My mother came in through those doors to go to confession. There she experienced the little miracle that is confession, and the great miracle that is God’s mercy. She came through those doors as a young woman, again dressed in white, to receive the sacrament of holy matrimony with my father. In that ceremony, they were told that the two persons must become one flesh, and never have those words been so faithfully expressed to our very eyes as in my parents’ marriage. My mother came through those doors to bury her father and her mother and her brother, each time celebrating the Mass of Christian Burial that we celebrate today. It is an odd word, a jarring word, to “celebrate” a funeral, not to be confused with the modern innovation of avoiding the word “funeral” altogether by calling these ceremonies a celebration of my mother’s life. That phrase contains too much in the way of denial, and a certain brutality even, for the wound of her loss is too fresh to focus only on the full life she lived. Today, all this week, all this month, for a very long time, our sense of loss will trump our sense of gratitude until God’s grace heals that wound. No, when we celebrate a Mass of Christian burial we look not only to the life she lived but also to the life to come. If there is no life to come, then the memories of my mother are not consoling but confounding, not healing but hurtful. If there is no life to come, her life, and our lives, would be seen to be, in the end, lives devoid of that ultimate meaning without which all of our concern for human dignity is a fantasy. As is so often the case, the Church’s wisdom is greater than our own at such a moment. The Church does not ask us to avert our gaze from human suffering, but to see the saving, redemptive face of God in that suffering and just so, the Church can proclaim in this Mass that no child of God so filled with love and good works can simply cease to exist.

In the hospital and at St. Joseph's Living Center, my Dad would lean over and whisper to my Mom, “I want you to come home, to sleep in the bed with me and Bernie.” Bernie is one of my dogs, and he took an especial sense of manly pride in protecting my Mom by sleeping in the bed with her, often forcing my dad into the most uncomfortable positions. My Dad’s wish was granted, though not in the way he intended. She has come home. Not to Old Route Six, but to her true home, the home prepared for her before the foundation of the world. A home without Parkinson’s. A home without painful loss and the abysmal loneliness of death. A home with no more sorrow and weeping. A home where my father is always leaning over the love of his life and stealing a kiss. That is why we say that we celebrate this Mass of Christian burial.

My mother has no more need of the sacraments. Now, she has only to steal away to Jesus. When we would walk the beach at Luquillo in Puerto Rico, which is one of the most beautiful places on earth, my mother would say that it was as close to heaven as she was ever going to get. Mom, I think you were wrong about that, and I suspect that right now, you are realizing that great, happy fact.

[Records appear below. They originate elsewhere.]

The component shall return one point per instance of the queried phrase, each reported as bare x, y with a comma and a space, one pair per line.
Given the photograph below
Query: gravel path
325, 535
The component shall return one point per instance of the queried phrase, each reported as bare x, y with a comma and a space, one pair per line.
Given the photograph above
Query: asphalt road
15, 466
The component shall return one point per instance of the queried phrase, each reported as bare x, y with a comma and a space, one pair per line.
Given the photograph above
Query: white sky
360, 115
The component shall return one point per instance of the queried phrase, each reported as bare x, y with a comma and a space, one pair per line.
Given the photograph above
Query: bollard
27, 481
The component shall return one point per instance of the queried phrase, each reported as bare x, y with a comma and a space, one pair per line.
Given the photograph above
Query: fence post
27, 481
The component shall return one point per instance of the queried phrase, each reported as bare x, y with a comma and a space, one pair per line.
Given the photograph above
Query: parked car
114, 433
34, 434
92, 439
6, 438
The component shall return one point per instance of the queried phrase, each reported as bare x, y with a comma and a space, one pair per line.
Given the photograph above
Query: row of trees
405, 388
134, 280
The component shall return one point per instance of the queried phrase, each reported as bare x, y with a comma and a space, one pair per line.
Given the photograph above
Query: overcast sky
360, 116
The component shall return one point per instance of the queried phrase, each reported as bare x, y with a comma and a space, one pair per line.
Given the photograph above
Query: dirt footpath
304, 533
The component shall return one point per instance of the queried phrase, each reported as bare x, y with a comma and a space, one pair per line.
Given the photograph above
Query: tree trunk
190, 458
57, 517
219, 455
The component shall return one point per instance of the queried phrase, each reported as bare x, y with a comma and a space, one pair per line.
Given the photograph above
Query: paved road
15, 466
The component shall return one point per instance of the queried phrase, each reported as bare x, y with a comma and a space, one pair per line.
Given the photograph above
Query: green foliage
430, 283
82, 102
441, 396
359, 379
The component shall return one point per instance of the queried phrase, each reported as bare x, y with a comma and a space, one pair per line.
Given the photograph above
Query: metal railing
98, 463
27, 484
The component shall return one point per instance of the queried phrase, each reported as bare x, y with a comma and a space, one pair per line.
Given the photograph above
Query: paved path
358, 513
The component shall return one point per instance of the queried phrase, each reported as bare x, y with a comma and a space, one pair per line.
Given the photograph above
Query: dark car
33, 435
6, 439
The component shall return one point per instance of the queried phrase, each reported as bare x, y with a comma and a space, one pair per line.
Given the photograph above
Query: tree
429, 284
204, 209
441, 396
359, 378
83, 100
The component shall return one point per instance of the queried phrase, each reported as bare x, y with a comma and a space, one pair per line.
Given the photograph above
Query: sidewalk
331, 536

The trumpet shall sound. The dead shall be raised.

In the Gospels, we read that from the Cross, the Master looked at his Mother and at the disciple whom he loved and said, “Woman, behold your son. Son, behold your mother.” Today, we gather under that same cross and Jesus speaks the same words to us. And so, it is only natural, or better to say supernatural, that we also turn our eyes to Mary, the Mother of God. I would like to conclude my remarks with a prayer. It is a prayer my mother taught me when I was very young. It is a prayer that I prayed with her at her bedside each day and on the day she died. It seems altogether fitting that we should begin this Mass by commending my mother’s soul, and our grief, to the protection and care of our eternal Mother, and I invite you all to join me in praying:
Hail Mary, full of grace, the Lord is with thee. Blessed art thou amongst women and blessed is the fruit of thy womb Jesus. Holy Mary, Mother of God, pray for us sinners, now and at the hour of our death, Amen.